Beyond $\mathbf{log^2(T)}$ Regret for Decentralized Bandits in Matching Markets
Abstract
We design decentralized algorithms for regret minimization in the two sided matching market with one-sided bandit feedback that significantly improves upon the prior works (Liu et al.\,2020a, 2020b, Sankararaman et al.\,2020). First, for general markets, for any $\varepsilon > 0$, we design an algorithm that achieves a $O(\log^{1+\varepsilon}(T))$ regret to the agent-optimal stable matching, with unknown time horizon $T$, improving upon the $O(\log^{2}(T))$ regret achieved in (Liu et al.\,2020b). Second, we provide the optimal $\Theta(\log(T))$ agent-optimal regret for markets satisfying {\em uniqueness consistency} -- markets where leaving participants don't alter the original stable matching.
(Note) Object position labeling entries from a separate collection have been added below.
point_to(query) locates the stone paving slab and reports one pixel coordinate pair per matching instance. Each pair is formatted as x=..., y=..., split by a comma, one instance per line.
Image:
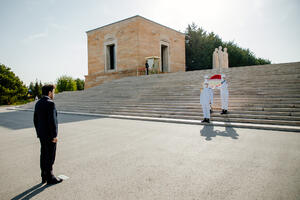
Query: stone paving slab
x=107, y=158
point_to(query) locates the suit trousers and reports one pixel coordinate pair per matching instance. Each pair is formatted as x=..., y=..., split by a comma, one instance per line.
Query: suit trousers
x=48, y=151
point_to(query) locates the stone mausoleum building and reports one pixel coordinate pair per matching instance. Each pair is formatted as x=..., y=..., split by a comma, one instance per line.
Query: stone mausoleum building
x=120, y=49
Previously, $\Theta(\log(T))$ regret was achievable (Sankararaman et al.\,2020, Liu et al.\,2020b) in the much restricted {\em serial dictatorship} setting, when all arms have the same preference over the agents. We propose a phase based algorithm, where in each phase, besides deleting the globally communicated dominated arms the agents locally delete arms with which they collide often. This \emph{local deletion} is pivotal in breaking deadlocks arising from rank heterogeneity of agents across arms. We further demonstrate superiority of our algorithm over existing works through simulations.